Le congé de reclassement choisi par la majorité des 397 salariés notifiés en août leur donnera neuf mois pour continuer à chercher un emploi avec leur salaire maintenu, entièrement durant le préavis (entre deux et six mois) puis avec 65 % de leur salaire brut. Le maintien de salaire sera intégral pour les 29 salariés handicapés et les 113 de plus de 55 ans.

Sur les murs de l’EPE, de nombreuses annonces, classées par profil (ingénieurs, techniciens ou opérateurs), sont punaisées. « Grâce à nos partenariats stratégiques avec 400 entreprises, nous proposons en septembre 730 offres qualifiées, comptabilise Luc de Laroche. Nous avons bon espoir qu’une part significative des 397 retrouve rapidement un emploi. Mais nous accompagnerons tous les salariés jusqu’à l’aboutissement de leur projet professionnel, y compris au-delà des neuf mois de congé de reclassement. »

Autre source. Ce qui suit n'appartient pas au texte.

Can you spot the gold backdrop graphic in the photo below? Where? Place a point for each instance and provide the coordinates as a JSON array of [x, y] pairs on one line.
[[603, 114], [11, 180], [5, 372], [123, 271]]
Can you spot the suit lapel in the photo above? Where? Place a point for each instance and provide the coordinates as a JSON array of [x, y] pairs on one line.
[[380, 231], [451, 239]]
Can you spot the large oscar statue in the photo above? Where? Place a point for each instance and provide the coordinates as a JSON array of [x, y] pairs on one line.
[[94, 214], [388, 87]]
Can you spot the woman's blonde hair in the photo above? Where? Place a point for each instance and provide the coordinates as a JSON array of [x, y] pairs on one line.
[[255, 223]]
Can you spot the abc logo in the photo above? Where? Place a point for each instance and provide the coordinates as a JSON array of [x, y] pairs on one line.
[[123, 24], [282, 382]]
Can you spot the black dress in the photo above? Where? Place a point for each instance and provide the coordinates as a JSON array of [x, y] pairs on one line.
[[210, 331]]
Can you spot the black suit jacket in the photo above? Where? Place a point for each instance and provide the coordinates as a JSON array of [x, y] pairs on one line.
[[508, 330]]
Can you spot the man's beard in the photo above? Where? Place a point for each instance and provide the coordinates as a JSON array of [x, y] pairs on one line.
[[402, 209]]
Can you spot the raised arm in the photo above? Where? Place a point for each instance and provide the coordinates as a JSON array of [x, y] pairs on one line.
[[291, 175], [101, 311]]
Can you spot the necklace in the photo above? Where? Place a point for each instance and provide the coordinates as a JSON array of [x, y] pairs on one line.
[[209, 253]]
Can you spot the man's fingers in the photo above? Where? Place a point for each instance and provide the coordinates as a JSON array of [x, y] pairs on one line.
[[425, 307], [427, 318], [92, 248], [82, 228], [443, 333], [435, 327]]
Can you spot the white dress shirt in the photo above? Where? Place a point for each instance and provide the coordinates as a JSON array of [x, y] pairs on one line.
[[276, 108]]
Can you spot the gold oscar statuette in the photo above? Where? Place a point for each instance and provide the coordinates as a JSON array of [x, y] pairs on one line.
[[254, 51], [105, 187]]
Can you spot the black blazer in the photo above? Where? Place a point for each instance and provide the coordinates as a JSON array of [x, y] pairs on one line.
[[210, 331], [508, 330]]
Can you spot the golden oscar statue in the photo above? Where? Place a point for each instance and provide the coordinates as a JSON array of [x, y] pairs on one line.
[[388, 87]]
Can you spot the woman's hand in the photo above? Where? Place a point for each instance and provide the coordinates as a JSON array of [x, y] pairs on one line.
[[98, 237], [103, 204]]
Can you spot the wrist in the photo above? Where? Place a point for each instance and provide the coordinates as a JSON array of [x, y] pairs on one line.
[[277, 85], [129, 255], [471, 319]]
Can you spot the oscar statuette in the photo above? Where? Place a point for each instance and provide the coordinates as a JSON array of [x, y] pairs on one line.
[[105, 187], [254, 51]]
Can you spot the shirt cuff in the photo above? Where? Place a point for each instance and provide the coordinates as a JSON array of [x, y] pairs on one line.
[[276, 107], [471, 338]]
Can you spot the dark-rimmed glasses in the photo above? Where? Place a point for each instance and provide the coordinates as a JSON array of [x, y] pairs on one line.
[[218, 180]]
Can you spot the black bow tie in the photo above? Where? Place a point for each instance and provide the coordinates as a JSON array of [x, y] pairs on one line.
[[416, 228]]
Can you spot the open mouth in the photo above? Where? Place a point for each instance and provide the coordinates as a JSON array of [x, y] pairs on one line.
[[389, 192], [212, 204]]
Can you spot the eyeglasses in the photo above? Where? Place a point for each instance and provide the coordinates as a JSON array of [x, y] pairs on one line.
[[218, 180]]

« On traitera au cas par cas jusqu’à ce que chacun nous indique qu’il a trouvé une solution qui lui convient », confirme Denis Blanc. « En espérant que ce ne sera pas des petits boulots », prévient Thierry Delhomme, délégué syndical CGT, rappelant l’évolution du discours de la direction d’“un CDI pour tous” à “une solution pour tous”.

* 106 personnes seront notifiées ultérieurement : les salariés protégés et 70 participants au démantèlement des équipements.

DATE CLÉS

2007 : premier plan de départ volontaire de l’atelier de fabrication (100 personnes) et accord de méthode sur les modalités de départ et d’accompagnement.

2008 : deuxième plan de départ volontaire (200 personnes).

Mai 2009 : création de l’Espace Projet Emploi et annonce de la suppression de 1 057 postes.

Octobre 2009 : notification du licenciement de 236 cadres et ingénieurs de l’activité téléphonie et confirmation de la fermeture de l’atelier de fabrication (821 personnes) dans les deux ans.

Février 2010 : démarrage du PSE.

Août 2012 : arrêt de la production et notification de licenciement à 397 salariés de la fabrication. Poursuite de l’activité R & D avec 500 ingénieurs.